Astrophysical shock phenomena reproduced in the laboratory

A lab-scale experiment could help scientists understand interstellar and galactic-scale smashups.

Share

Collisionless shocks are ubiquitous in the Universe as a consequence of supersonic plasma flows sweeping through interstellar and intergalactic media. These shocks cause many observed astrophysical phenomena, but details of shock structure and behavior remain controversial because of the lack of ways to study them experimentally.

In a new experiment, MIT scientists along with an international team of colleagues have created such conditions of these collisionless shocks in the laboratory, allowing for detailed study of the processes taking place within these giant cosmic smashups.

Immense interstellar events where billows of charged matter hurtle into one another and heave high-energy particles. Scientists, in this experiment, have been able to produce Immense interstellar events where billows of charged matter hurtle into one another such particles in the lab with high fidelity.

Scientists generated a jet of low-density plasma using a set of six powerful laser beams, at the OMEGA laser facility at the University of Rochester, and aiming it at a thin-walled polyimide plastic bag filled with low-density hydrogen gas.

The outcomes recreated many of the detailed instabilities observed in deep space, along these lines affirming that the conditions coordinate firmly enough to allow for comprehensive, close-up study of these elusive wonders. An amount called the mean freeway of the plasma particles was estimated as being a lot more noteworthy than the widths of the shock waves.

At the boundary of the lab-generated collisionless shock, the density of the plasma spiked dramatically. Scientists also measured the detailed effects on both the upstream and downstream sides of the shock front, allowing them to begin to differentiate the mechanisms involved in the transfer of energy between the two clouds, something that physicists have spent years trying to figure out.

MIT Plasma Science and Fusion Center Senior Research Scientist Chikang Li said, “The results are consistent with one set of predictions based on something called the Fermi mechanism, but further experiments will be needed to rule out some other mechanisms that have been proposed definitively.”

“For the first time, we were able to directly measure the structure of important parts of the collisionless shock. People have been pursuing this for several decades.”

The study also demonstrated that how much energy is transferred to particles that pass through the shock boundary, which accelerates them to speeds that are a significant fraction of the speed of light, producing what is known as cosmic rays.

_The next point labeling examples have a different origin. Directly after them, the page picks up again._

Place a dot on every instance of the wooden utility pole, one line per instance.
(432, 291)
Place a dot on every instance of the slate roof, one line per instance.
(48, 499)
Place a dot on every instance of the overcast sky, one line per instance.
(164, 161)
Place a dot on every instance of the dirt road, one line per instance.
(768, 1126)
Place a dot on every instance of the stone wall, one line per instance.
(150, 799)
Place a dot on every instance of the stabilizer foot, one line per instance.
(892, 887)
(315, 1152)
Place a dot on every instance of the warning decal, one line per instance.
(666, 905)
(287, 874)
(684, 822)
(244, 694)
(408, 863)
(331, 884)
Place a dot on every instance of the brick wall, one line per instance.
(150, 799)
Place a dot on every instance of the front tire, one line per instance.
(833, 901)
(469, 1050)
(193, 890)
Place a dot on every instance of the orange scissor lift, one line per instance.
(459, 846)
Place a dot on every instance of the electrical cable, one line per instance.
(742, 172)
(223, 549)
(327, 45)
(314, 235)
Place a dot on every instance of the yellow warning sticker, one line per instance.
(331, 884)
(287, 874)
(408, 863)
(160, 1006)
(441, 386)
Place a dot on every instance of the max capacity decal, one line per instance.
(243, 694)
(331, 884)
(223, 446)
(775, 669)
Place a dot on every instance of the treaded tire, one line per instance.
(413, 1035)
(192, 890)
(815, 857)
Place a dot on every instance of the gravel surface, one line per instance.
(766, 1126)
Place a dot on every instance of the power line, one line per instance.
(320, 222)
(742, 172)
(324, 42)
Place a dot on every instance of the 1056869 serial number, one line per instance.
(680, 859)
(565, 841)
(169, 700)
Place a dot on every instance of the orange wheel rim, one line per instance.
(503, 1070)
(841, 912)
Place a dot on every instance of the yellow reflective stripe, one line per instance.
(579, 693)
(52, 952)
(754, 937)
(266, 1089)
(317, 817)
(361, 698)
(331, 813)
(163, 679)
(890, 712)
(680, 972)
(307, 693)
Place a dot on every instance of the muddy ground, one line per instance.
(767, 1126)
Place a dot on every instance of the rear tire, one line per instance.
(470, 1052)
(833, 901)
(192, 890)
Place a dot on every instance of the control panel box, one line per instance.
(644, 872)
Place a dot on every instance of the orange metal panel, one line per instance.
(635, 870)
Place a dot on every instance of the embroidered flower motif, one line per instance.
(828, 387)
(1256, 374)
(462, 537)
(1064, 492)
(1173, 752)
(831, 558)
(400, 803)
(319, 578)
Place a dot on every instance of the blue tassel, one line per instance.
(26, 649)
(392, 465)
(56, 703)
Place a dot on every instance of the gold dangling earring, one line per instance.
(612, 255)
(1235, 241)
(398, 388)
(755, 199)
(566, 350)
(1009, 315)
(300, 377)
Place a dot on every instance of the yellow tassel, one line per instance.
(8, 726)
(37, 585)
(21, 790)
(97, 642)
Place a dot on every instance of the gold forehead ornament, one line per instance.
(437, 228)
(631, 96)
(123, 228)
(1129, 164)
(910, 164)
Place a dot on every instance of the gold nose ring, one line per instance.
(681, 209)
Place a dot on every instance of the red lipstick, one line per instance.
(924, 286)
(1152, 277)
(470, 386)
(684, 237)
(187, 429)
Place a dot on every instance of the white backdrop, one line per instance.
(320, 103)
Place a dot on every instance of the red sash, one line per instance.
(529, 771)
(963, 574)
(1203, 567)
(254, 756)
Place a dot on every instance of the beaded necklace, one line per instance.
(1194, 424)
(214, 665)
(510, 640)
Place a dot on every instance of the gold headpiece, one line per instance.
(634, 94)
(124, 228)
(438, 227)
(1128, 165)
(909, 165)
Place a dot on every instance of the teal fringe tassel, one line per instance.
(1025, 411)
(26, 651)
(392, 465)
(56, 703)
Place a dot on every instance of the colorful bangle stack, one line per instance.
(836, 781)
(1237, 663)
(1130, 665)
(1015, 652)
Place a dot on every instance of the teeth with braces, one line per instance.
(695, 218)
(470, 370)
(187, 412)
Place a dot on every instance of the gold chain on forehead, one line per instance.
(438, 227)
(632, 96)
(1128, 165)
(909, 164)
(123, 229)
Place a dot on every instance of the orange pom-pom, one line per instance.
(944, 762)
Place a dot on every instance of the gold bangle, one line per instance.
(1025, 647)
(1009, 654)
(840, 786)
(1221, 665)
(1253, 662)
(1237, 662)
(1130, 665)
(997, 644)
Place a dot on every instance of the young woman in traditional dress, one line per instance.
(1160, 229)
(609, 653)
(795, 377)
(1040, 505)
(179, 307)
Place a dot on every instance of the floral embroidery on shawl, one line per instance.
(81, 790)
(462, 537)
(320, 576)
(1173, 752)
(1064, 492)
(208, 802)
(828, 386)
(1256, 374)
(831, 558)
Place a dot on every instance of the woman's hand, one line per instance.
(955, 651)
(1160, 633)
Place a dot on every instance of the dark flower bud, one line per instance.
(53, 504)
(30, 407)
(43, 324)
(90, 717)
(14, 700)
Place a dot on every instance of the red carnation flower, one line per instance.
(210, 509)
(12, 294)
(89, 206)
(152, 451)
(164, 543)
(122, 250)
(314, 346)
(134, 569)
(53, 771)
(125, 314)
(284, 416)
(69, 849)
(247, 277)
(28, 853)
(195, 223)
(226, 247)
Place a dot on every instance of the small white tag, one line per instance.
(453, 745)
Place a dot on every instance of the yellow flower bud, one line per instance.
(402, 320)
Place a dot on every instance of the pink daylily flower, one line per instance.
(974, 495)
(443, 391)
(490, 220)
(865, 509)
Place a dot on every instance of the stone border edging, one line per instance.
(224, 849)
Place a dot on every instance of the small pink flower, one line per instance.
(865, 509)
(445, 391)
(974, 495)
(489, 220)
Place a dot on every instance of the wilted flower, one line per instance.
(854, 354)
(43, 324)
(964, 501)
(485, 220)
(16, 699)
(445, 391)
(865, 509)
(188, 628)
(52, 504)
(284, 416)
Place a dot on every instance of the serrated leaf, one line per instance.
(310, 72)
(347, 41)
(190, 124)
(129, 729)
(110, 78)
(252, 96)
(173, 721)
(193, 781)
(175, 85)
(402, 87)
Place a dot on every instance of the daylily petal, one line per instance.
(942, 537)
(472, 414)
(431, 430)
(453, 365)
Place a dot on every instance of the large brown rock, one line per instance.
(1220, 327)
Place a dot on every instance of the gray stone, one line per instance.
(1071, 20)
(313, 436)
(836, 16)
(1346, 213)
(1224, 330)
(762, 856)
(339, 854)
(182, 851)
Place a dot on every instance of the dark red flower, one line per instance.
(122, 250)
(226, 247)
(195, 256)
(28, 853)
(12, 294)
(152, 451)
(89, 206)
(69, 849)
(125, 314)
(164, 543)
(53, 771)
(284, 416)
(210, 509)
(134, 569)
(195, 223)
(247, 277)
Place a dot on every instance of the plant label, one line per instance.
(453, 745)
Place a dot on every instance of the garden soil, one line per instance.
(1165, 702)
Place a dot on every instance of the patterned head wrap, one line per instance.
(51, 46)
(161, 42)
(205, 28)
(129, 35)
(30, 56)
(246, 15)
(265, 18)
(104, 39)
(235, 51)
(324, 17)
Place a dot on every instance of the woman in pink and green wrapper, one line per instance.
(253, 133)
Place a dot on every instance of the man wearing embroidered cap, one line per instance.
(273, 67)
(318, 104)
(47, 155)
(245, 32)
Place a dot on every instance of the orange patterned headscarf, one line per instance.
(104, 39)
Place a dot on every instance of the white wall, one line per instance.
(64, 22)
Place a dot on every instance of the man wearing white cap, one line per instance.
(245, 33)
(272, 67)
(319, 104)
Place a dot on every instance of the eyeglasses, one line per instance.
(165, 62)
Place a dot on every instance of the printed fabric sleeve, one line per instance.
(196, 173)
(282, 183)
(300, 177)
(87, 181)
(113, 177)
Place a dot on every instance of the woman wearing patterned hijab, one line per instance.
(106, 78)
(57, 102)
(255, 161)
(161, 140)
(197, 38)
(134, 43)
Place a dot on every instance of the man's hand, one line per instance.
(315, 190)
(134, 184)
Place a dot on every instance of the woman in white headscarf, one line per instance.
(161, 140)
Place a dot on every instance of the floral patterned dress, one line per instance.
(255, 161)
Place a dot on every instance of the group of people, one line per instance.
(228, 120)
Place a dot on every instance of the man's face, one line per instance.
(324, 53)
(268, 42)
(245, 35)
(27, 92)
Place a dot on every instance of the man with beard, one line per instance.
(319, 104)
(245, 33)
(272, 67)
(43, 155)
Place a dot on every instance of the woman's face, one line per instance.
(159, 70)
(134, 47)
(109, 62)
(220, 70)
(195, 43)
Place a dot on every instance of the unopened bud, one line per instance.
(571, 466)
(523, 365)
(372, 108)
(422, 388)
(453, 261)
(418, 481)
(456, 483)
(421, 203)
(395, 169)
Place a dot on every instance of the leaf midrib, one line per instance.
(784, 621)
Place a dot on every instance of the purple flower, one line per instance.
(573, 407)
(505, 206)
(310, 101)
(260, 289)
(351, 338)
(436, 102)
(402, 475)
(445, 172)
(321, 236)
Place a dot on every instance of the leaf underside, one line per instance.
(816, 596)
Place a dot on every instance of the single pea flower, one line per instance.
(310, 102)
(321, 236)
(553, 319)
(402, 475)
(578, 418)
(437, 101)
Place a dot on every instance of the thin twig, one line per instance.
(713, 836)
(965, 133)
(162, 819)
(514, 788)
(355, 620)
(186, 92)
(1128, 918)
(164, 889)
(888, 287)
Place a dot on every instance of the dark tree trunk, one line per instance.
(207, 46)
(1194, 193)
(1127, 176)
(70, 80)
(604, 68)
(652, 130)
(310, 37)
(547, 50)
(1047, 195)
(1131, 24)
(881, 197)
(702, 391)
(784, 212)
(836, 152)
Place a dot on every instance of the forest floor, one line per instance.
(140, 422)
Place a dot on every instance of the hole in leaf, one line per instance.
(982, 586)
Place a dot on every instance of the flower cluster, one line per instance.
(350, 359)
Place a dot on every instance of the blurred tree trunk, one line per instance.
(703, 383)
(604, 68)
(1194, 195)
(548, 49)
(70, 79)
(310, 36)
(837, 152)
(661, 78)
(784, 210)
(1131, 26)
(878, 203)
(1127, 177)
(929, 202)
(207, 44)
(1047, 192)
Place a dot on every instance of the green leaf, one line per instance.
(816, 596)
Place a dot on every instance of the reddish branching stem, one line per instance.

Li said, “A better understanding of this mechanism “was the goal of this experiment, and that’s what we measured, noting that they captured a full spectrum of the energies of the electrons accelerated by the shock.”

Mark Koepke, a professor of physics at West Virginia University and chair of the Omega Laser Facility User Group, who was not involved in the study said, “This report is the latest installment in a transformative series of experiments, annually reported since 2015, to emulate an actual astrophysical shock wave for comparison with space observations. Computer simulations, space observations, and these experiments reinforce the physics interpretations that are advancing our understanding of the particle acceleration mechanisms in play in high-energy-density cosmic events such as gamma-ray-burst-induced outflows of relativistic plasma.”

The new findings are described in the journal Physical Review Letters.